Meu Deus! E agora? Não queria que ele soubesse de nada. Não agora. Se der negativo, nem precisa saber. Se der positivo nem sei o que vou resolver. Aborto não encaro, mas ... Afe!
- Karin, o que está acontecendo?
- Nada!
- Pára com isso! Você acha que sou algum idiota? É claro que está acontecendo alguma coisa! Você está com outro?
Não acredito! Eu no meio de um problemão destes e ele está pensando que eu tenho outro?! Homens! Só pensam em sexo! Se eu sair desta nunca mais transo na vida! Ou melhor, nunca mais transo enquanto não estiver na menopausa!
- Anda, Karin, me fala! Quem é? Eu conheço?
- Você é um insensível, um ridículo! Vai embora! Não volta mais aqui!
E assim me tranco no banheiro aos prantos. O timer me assusta com sua campainha estridente. Olho o pedaço de plástico e graças a Deus está verde.
- Karin, abre!
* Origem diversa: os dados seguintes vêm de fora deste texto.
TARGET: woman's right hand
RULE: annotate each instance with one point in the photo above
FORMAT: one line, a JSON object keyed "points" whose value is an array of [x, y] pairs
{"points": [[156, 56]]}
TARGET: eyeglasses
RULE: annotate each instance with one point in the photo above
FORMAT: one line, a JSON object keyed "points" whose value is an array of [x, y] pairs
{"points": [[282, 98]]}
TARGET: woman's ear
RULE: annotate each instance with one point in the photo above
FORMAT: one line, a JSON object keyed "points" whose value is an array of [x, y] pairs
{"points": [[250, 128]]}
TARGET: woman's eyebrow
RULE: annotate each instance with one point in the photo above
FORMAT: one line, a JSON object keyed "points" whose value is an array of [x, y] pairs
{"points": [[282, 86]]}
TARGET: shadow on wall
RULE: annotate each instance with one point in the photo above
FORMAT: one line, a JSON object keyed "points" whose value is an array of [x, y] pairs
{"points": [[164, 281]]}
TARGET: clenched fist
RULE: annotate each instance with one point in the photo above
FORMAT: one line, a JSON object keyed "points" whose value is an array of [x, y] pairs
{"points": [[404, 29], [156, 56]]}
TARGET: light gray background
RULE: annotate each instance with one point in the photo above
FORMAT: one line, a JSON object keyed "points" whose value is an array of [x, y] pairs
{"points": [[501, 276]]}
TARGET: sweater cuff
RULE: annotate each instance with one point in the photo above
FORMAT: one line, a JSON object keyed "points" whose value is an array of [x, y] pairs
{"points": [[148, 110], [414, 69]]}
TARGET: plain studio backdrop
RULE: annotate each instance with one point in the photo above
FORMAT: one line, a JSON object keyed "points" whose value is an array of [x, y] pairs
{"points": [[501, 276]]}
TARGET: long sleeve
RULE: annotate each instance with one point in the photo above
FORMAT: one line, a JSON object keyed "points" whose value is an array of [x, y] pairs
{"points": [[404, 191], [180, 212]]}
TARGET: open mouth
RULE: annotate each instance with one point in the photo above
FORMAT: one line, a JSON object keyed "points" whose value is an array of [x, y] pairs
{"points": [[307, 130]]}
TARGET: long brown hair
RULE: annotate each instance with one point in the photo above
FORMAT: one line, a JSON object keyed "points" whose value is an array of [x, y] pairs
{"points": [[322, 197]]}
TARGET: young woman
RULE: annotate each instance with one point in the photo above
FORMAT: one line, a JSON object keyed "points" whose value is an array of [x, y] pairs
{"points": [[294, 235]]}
Que caixa é esta que estava sobre a mesa de jantar? Você está grávida? Como assim? Eu me operei!
Abrindo a porta aliviada, testo:
- E se estiver?
De olho arregalado ele responde:
- Para quem já tem seis o que é mais um? Mas como isso é possível? Eu me operei. Eu fiz todos os testes. A gente tomou cuidado nos primeiros meses ...
- Você acha que eu dormi com alguém?
- Não! ... Dormiu?
- Claro que não!

Mostro, então, o teste negativo e ele respira aliviado.